Aktualności

Ścięte drzewo w Ta Som

09 lutego 2024
Autor:
Rafał

Angkor.

Jesteśmy drugi dzień w miejscu, gdzie znajdują się starożytne budowle Angkoru. Pozostałości po dawnym królestwie jest tak wiele, że można tu spędzić tydzień czasu, aby je dokładnie poznać. My mamy tylko 3 dni, wybieram więc te najładniejsze i najbardziej okazałe. 

Cytadela Kobiet

Zaczynamy od imponującej świątyni Banteay Kdei, a potem jedziemy do Banteay Srei. Ta druga jest znacznie oddalona od centrum Angkor, ale warto ją zobaczyć, ponieważ znacznie różni się od pozostałych. Zrobiona jest z czerwonego piaskowca, który daje się rzeźbić jak drewno. Robi ogromne wrażenie poprzez swoje misterne rzeźby. Nie bez powodu nazywana jest Cytadelą Kobiet. Jej filigranowa wielkość i mnogość delikatnych rzeźb i szczegółów, odróżnia ją od typowych, masywnych i wielkich świątyń Angkor. 

Po Banteay Srei jedziemy do mojej ulubionej świątyni Ta Som. Mimo tego, że znajduje się na głównym szlaku, nie jest zbytnio oblegana przez turystów. Poza tym dzięki temu, że jest porośnięta drzewami, okala ją miękkie światło, cenione przez zawodowych fotografów.

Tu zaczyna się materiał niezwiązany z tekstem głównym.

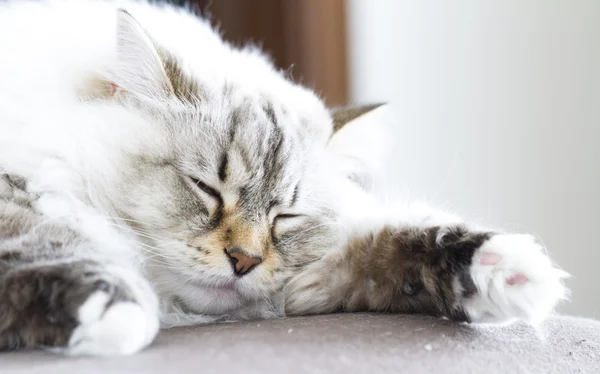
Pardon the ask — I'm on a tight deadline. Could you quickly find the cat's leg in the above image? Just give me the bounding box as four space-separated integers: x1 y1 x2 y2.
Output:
0 174 158 355
286 206 567 322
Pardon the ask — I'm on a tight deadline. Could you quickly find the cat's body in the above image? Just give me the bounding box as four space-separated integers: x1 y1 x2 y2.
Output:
0 0 566 354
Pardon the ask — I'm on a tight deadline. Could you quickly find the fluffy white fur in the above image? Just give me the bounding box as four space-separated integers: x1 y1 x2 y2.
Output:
0 0 565 355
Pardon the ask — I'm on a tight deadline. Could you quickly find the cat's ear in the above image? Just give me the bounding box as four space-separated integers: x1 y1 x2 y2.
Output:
327 104 393 190
330 103 385 136
109 9 173 98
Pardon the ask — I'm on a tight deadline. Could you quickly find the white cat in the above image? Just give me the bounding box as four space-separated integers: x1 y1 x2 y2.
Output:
0 0 567 355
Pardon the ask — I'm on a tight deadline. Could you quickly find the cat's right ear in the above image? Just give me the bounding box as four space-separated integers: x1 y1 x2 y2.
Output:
106 9 173 98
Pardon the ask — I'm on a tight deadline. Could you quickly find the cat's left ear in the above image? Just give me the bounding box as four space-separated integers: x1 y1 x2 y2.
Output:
330 103 385 136
107 9 174 98
327 104 392 190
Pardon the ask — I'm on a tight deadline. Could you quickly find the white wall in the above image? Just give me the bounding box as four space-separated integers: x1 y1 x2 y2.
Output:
348 0 600 318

Niestety olbrzymie drzewo obejmujące wschodnią gopurę (bardzo fotogeniczne i nadające uroku) zostało ścięte. 

Mało turystów

Kolejna świątynia Neak Pean stoi dumnie pośrodku dużego Barayu Jayatataka, a do Preah Khan docieramy tuż przed zamknięciem. I mimo tego, że obsługa nas pogania (ze względu na późną godzinę) , mogliśmy spokojnie napawać się jej wielkością, urokiem i atmosferą. O dziwo nie ma tu dużo ludzi, co świadczy o tym, że świątynie w Angkor nadal cierpią na deficyt turystów.

Wczoraj byliśmy na Polach Śmierci, a dziś odwiedzamy Muzeum Min założone przez Aki Rę. Pola Śmierci związane są z morderstwami Czerwonych Khmerów, a Muzeum Min Lądowych z wojną wietnamską. Efektem wojny były miliony min, które zostawiono w khmerskiej ziemi. Aki Ra założył organizację, która kawałek po kawałku oczyszcza Kambodżę ze śmiercionośnych pozostałości wojny.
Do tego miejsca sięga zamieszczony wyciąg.